Heart researcher questions safety of daily aspirin, ACE-inhibitor mix
March 10, 1999
NEW ORLEANS (CNN) -- A cardiologist from the Cleveland Clinic Foundation reported that millions of Americans who take both aspirin and a popular blood pressure drug each day may be at a greater risk of suffering a heart attack than previously believed.
Dr. Eric Topol, a leading heart researcher, presented his findings at this week's American College of Cardiology meeting in New Orleans. His analysis indicated that when aspirin and an ACE-inhibitor drug are taken together, they may cancel each other out, rendering each drug ineffective.
Topol recommended that heart patients discuss the drugs' interactions with their doctors, and not make any sudden changes in their prescriptions without a physician's advice.
His findings come from examining medical records for thousands of heart patients in two separate studies.
Many doctors prescribe an aspirin-a-day for their heart patients. Many patients also take an ACE (angiotensin-converting enzyme) inhibitor, the most commonly-prescribed class of drugs for hypertension.
However for his own patients, such as disc jockey Michael Stanley who suffered a heart attack over the holidays, Topol now prescribes alternative medications.
Topol said, "We have two large trial databases where we've seen either a two-and-a-half or three-fold increase in the death rate for the aspirin and ACE-inhibitor combination."
Topol and his colleagues first examined the largest study ever of heart attack patients, the GUSTO Study of 18,307 heart patients. Topol's team calculated a two-and-a-half-fold increase in heart deaths for patients on both aspirin and ACE inhibitors.
"We said, well, this might be a fluke, we need to look at another trial database to verify this very worrisome finding and we did that," he added.
Topol's team then looked at 1,222 patients in the EPILOG Angioplasty Study and found a three-fold increase in deaths for patients who took the two-drug combination.
University of Michigan cardiologist Bertram Pitt said this is not the time to pull patients off the two drugs. "We don't have any clear evidence there is a bad effect. There is conflicting data and I think patients should rely on the best advice of their doctors," he said.
Dr. Eliav Barr, director of clinical research at Merck Research Laboratories, said the studies done to date have been inconclusive. Merck makes Vasotec, the top-selling ACE inhibitor.

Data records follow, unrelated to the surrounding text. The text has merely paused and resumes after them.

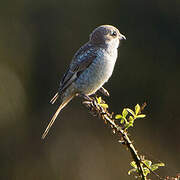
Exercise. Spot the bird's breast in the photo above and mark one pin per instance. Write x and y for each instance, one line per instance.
(97, 73)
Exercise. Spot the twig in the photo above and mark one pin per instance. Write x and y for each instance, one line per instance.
(101, 112)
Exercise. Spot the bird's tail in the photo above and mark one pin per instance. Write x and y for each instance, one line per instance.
(64, 103)
(55, 97)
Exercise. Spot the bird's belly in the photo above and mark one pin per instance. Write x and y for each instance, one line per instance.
(95, 76)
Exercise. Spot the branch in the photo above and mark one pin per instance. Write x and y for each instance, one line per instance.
(100, 109)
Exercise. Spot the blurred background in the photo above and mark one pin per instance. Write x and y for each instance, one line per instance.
(37, 42)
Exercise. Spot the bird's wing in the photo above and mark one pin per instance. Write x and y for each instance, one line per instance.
(82, 59)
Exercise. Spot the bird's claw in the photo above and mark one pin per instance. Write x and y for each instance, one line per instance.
(104, 91)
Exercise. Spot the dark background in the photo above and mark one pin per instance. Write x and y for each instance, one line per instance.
(37, 42)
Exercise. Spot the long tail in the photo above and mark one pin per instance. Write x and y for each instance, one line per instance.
(64, 103)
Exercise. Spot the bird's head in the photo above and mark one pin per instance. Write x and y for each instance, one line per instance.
(106, 35)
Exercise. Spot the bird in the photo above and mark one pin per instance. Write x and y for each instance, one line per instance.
(90, 68)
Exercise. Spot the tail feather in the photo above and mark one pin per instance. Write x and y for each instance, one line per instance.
(54, 98)
(64, 103)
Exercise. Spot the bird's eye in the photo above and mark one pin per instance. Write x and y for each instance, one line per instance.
(114, 33)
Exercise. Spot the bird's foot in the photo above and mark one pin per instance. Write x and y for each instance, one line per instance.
(104, 91)
(86, 97)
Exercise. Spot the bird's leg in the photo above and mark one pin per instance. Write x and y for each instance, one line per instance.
(84, 96)
(104, 91)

And from the U.S. Food and Drug Administration, the agency charged with approving and monitoring the safety of prescription drugs in the U.S., the only comment recently was a call for further study.
However, an expert on ACE inhibitors with the FDA told CNN: "There has been a lot of informed speculation about the possibility that aspirin may reduce the efficiency of ACE inhibitors. We really do need a large-scale, properly randomized trial to resolve this issue."
CNN Medical Correspondent Rhonda Rowland contributed to this report.